Compare and Evaluate Chunking Strategies

Chunking strategies play a critical role in the effectiveness of Retrieval Augmented Generation (RAG) applications. The way you split your documents can significantly impact the quality of responses your AI system provides. In this guide, you'll learn how to systematically compare different chunking approaches using Snowflake's AI Observability features.

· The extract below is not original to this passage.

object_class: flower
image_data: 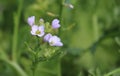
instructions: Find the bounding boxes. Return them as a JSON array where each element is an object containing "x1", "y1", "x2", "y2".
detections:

You'll build a complete RAG application that analyzes SEC 10-K filings, implementing two different chunking strategies:

Basic paragraph-based chunking
Context-enhanced chunking with document summaries

By the end, you'll have quantitative metrics to determine which approach delivers better results for your specific use case.

What You'll Learn

How to parse and process PDF documents in Snowflake
Techniques for implementing different text chunking strategies
Methods to create and compare vector search services
How to use AI Observability to evaluate RAG performance
Ways to make data-driven decisions about chunking approaches

What You'll Build

A complete RAG application that can answer questions about SEC 10-K filings, with tools to measure and compare the performance of different chunking strategies.

What You'll Need

Access to a Snowflake account
Basic familiarity with SQL and Python
Understanding of RAG concepts

Database and Schema Setup

Run setup.sql to create the neccessary databases, schemas, warehouses and roles.

Notebook Configuration

Firstly, to follow along with this quickstart, you can download the Notebook from the GitHub repository and then create a new Snowflake notebook by importing the notebook file in Snowsight into the CHUNKING_EVALUATION database and CHUNKING_EVALUATION schema.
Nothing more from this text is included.